Multiple previous studies suggest that perioperative use of dexmedetomidine may result in a decreased risk of adverse cardiac events, including myocardial ischemia. Alpha-adrenoreceptor stimulation can beneficially modulate coronary blood flow during myocardial ischemia by preventing transmural redistribution of blood flow away from the ischemic endocardium, through specific epicardial vasoconstrictive effects, leading to improvement in endocardial perfusion (the reverse steal effect), and by decreasing HR. This property, along with hemodynamic stability and attenuation of intubation response, makes dexmedetomidine an ideal anesthetic adjuvant, particularly for patients undergoing coronary bypass grafting (19, 20).
According to the current study, there was no statistically significant difference in the need for mechanical ventilation or pacemaker use between the dexmedetomidine and control groups. In contrast to our results, Hu et al. (21) found that dexmedetomidine significantly reduced the time required for mechanical ventilation (18 vs 21 hours). Their results, however, were comparable to ours in terms of the length of stay in the ICU (51 vs 59 hours). This disparity may be explained by the different comparative groups and different sample sizes. Our findings revealed no statistically significant differences in arrhythmia, VF, or bradycardia between both groups. However, the incidence of AF significantly decreased in the dexmedetomidine group. Consistent with our results, Youssef et al. (22) reported no significant differences between the studied groups regarding adverse events, as none of the included patients suffered bradycardia or hypotension, while Liu et al. (23) reported that dexmedetomidine decreased the incidence of novel-onset AF and reduced the duration of ICU stay.
5.1. Limitations
One of the limitations of this study is that it was conducted at a single cardiac surgery center. Moreover, neither pain scores nor plasma norepinephrine levels were measured. Postoperative sedation and extubation reactions were not studied. Additionally, the present study did not examine the QT interval or blood levels of catecholamines, which are more objective ways to assess hemodynamic response to stress and may be used in future studies.

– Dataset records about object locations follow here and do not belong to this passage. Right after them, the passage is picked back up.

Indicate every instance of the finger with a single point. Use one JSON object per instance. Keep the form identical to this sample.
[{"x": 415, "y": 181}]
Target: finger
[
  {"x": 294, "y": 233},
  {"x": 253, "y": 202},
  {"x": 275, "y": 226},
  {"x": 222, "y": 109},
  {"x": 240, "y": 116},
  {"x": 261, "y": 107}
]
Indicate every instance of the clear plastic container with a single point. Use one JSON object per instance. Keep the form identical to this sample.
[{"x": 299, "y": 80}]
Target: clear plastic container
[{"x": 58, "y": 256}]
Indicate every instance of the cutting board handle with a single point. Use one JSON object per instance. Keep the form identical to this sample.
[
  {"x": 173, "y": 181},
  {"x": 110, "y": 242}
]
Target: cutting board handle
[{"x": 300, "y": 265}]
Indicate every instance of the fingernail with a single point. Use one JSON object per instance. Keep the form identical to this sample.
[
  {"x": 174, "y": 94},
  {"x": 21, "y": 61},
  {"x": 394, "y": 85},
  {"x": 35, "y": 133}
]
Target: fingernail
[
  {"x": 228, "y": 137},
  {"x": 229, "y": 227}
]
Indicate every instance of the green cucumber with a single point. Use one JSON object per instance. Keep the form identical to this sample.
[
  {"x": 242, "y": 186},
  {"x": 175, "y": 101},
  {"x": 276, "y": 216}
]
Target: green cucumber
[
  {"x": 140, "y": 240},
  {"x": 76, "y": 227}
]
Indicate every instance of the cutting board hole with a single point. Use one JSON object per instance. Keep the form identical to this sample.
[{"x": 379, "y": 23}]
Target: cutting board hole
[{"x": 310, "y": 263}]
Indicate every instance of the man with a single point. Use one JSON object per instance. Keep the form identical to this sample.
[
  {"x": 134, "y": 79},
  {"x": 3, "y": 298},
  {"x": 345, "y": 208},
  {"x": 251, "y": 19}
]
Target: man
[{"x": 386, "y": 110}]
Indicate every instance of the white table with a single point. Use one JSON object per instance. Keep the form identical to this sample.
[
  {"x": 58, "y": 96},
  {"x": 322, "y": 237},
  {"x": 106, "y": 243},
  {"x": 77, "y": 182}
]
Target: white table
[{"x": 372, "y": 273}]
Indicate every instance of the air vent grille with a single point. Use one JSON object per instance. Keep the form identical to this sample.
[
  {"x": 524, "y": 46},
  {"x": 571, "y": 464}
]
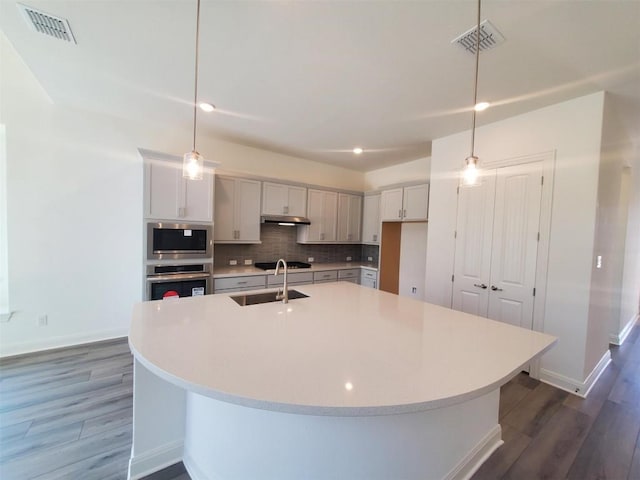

We recommend future studies to conduct the research across multiple cardiac surgery centers to increase the generalizability of the findings. Incorporating standardized pain scoring systems to evaluate postoperative pain levels, which is a significant stressor that influences hemodynamic responses, is also advised. Moreover, measuring plasma norepinephrine levels may provide an objective measure of the body’s stress response. Additionally, measuring the QT interval to assess cardiac repolarization and its relationship to hemodynamic stress may help future studies build on the current findings and contribute to a deeper understanding of hemodynamic stress responses in cardiac surgery patients.